- Film poster
- Directed by: Shinya Tsukamoto
- Screenplay by: Shinya Tsukamoto
- Story by: Cocco
- Produced by: Shinya Tsukamoto
- Starring: Cocco Shinya Tsukamoto
- Cinematography: Satoshi Hayashi Shinya Tsukamoto
- Edited by: Shinya Tsukamoto
- Music by: Cocco
- Production companies: Kaijyu Theatre Makotoya
- Distributed by: Makotoya
- Release date: September 8, 2011 (Venice);
- Running time: 91 minutes
- Country: Japan
- Language: Japanese

= Kotoko (film) =

Kotoko is a 2011 Japanese psychological horror drama film written and directed by Shinya Tsukamoto. The film is based on an original story by J-pop artist Cocco, who stars in the film alongside Tsukamoto.

==Plot==
A single mother, Kotoko struggles to care for her infant son, Daijiro, while suffering from hallucinations that cause her to see violent doubles of people she encounters. She regularly practices self-harm, fascinated by her body's will to survive, and discovers that her hallucinations cease only when she is singing.

After having a breakdown while trying to cook a meal, Daijiro is taken away from Kotoko under suspicion that she is abusing him and is sent to be raised by Kotoko's sister and her family. During a bus ride to visit them, Kotoko's singing catches the attention of a man.
While standing on the roof of her building, Kotoko is approached by the same man. Following a hallucination involving him, he reassures her that he means her no harm and reveals that he is Tanaka Seitaro, an award-winning novelist.

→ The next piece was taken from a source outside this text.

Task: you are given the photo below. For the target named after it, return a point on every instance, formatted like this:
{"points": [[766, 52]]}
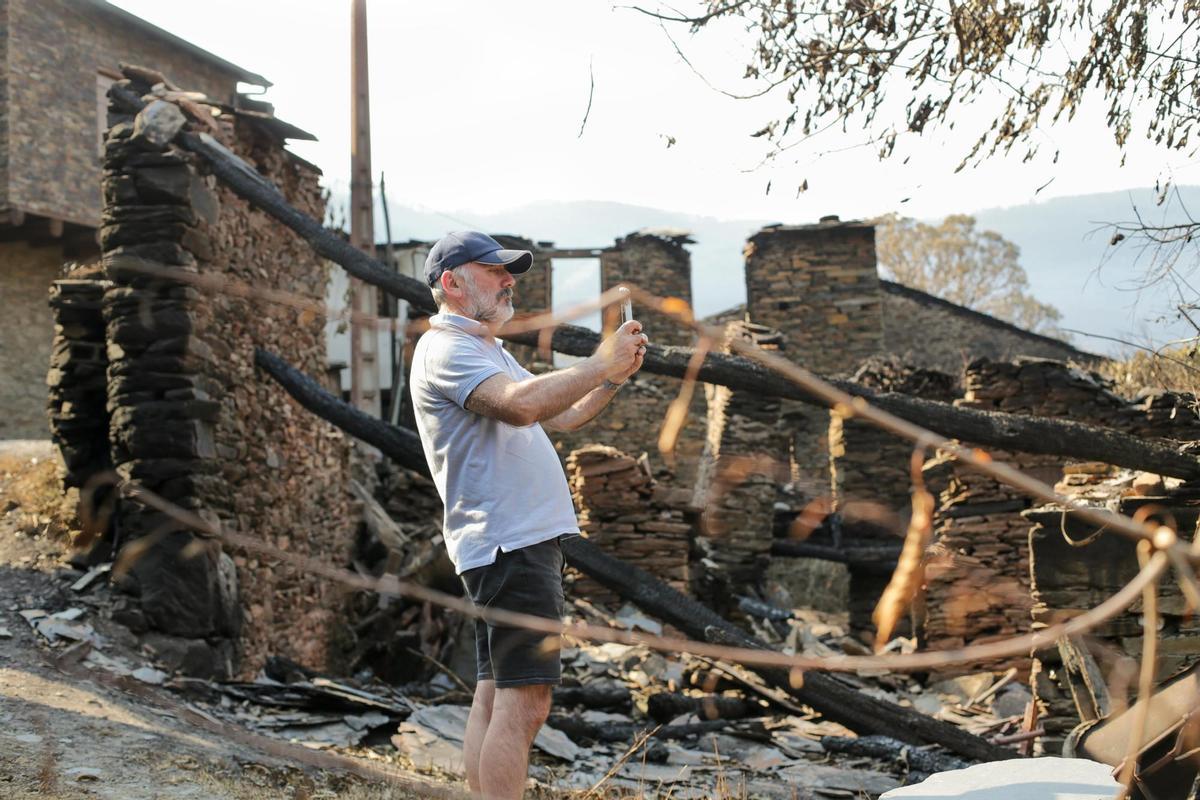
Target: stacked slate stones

Tanaka asks Kotoko if she would be willing to date him, but she responds by stabbing his hand with a fork. She continues to rebuff his advances until one night, when she sees him accepting an award on television. After reading his new book, she agrees to go on a date with him. One night, Tanaka rushes to Kotoko's apartment and finds her slitting her wrists. After helping her, he proposes marriage, but she refuses and forces him out of the apartment.

Upon returning, Tanaka finds Kotoko self-harming again. She flees the apartment and tells Tanaka that she is a terrible person. He reassures her that whatever she may have done in the past does not matter and that she is a good person now. He then suggests that they visit Daijiro together, which they do. During the visit, Kotoko tells her sister that she intends to be happy from then on.

Tanaka eventually moves in with Kotoko, and the two begin a volatile relationship. She performs a song for him, bringing them both to tears. Kotoko returns home from work to find a letter from her sister informing her that Daijiro is being returned to her, as she is considered to have been rehabilitated. She rushes to tell Tanaka, but finds no trace of him in the apartment.

She welcomes Daijiro upon his return, but Kotoko becomes despondent again and hallucinates a duplicate of him. Her inability to distinguish between the two results in Daijiro stabbing himself in the eye with a pencil.

While watching a news report, Kotoko hallucinates a gunman entering her apartment and shooting Daijiro in the head. Fearing that other strangers may hurt her son, Kotoko attempts to strangle him in his sleep so that he will not die in terror. However, she hallucinates herself inside a cardboard replica of the room, with sculptures and two dolls in place of Daijiro.

Now in a mental institution, Kotoko asks to go outside to smoke and dances in the rain. She is visited by Daijiro, who is still alive and now a teenager. He tells her about his life and makes her a paper swan before leaving.

==Cast==

- Cocco as Kotoko
- Shinya Tsukamoto as Tanaka Seitaro

==Release==

Kotoko premiered at the 68th Venice International Film Festival where it won the Best Film award in the festival's Orizzonti section, the first Japanese film to do so.

The film was picked up for distribution in the UK by Third Window Films and was released on DVD and Blu-ray Disc on October 8, 2012.

The film was re-released alongside Tsukamoto’s other films on Blu-ray by Arrow Video as part of the Solid Metal Nightmares Boxset.